Research shows that psychopaths tend to have been raised in unhappy childhoods, with poor parenting and weak emotional boundaries. Without love in their lives, and holes in their heart, these individuals will look to increasing power and control to give themselves a sense of self-worth. Feeling that they will not be loved for their own inner values they look to money and power to impress others and prove their worth as individuals. In their futile efforts to achieve peace they make ever more desperate efforts for power and fame. In the process they will also continue to subjugate any remaining morality within and take advantage of the average person's weakness to immorality, especially when it is wrapped in an envelope of authority.

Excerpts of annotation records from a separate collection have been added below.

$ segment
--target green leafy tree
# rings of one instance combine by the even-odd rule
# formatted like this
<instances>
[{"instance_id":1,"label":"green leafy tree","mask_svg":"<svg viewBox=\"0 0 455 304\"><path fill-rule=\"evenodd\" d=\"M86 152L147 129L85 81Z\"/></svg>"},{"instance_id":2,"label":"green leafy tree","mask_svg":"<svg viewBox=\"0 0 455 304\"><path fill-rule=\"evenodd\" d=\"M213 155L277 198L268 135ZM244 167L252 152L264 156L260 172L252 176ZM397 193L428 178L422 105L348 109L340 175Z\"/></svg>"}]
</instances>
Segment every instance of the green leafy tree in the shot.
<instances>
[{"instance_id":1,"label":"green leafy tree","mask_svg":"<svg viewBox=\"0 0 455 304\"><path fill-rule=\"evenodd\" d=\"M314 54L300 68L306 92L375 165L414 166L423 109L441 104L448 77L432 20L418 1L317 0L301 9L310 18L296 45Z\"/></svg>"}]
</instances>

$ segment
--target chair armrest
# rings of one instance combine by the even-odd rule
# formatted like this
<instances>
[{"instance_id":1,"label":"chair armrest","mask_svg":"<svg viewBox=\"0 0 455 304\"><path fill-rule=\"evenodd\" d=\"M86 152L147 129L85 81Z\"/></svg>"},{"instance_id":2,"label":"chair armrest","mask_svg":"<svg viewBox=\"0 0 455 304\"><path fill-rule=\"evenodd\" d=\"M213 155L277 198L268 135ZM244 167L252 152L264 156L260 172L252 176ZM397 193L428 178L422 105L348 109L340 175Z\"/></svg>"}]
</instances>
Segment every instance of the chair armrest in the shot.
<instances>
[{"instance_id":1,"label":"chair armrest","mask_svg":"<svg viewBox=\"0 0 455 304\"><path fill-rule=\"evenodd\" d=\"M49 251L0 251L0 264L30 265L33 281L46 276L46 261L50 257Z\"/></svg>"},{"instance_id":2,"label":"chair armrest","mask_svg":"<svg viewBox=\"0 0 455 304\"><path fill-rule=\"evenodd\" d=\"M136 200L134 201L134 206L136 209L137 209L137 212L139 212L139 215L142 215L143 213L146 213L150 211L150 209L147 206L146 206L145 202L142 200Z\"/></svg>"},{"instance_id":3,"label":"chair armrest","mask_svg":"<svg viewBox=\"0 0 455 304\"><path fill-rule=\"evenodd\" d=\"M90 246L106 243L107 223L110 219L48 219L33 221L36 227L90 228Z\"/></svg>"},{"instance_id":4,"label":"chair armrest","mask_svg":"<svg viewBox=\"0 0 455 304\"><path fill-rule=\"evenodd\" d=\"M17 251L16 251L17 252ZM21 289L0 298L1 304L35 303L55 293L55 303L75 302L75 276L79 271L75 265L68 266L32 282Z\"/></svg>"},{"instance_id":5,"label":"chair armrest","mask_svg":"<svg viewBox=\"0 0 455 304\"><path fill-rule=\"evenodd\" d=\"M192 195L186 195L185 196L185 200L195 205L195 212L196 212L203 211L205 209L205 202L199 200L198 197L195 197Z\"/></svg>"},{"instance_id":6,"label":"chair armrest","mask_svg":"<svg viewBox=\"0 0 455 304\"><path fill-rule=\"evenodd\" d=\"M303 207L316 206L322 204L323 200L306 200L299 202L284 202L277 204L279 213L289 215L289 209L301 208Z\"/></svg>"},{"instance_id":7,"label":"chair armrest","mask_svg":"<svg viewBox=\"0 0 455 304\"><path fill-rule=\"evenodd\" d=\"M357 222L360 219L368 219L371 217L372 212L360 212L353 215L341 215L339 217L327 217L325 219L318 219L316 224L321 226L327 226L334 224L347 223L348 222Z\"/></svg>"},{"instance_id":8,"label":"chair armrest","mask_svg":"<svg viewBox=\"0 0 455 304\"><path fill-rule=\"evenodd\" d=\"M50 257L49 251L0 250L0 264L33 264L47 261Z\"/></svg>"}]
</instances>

People generally want power, money and fame to control others and bring themselves personal benefits. Instead of idolizing such people we should be especially wary of their ethical behavior and skeptical of their intentions. Instead of assuming that the powerful are acting with the best of intentions until proven otherwise, we should assume they are acting with their own self-interest at heart, until proven otherwise. People have been fooled a long time by hucksters and con-men. It's time people exercise their own morality and recognize the lack of it in others.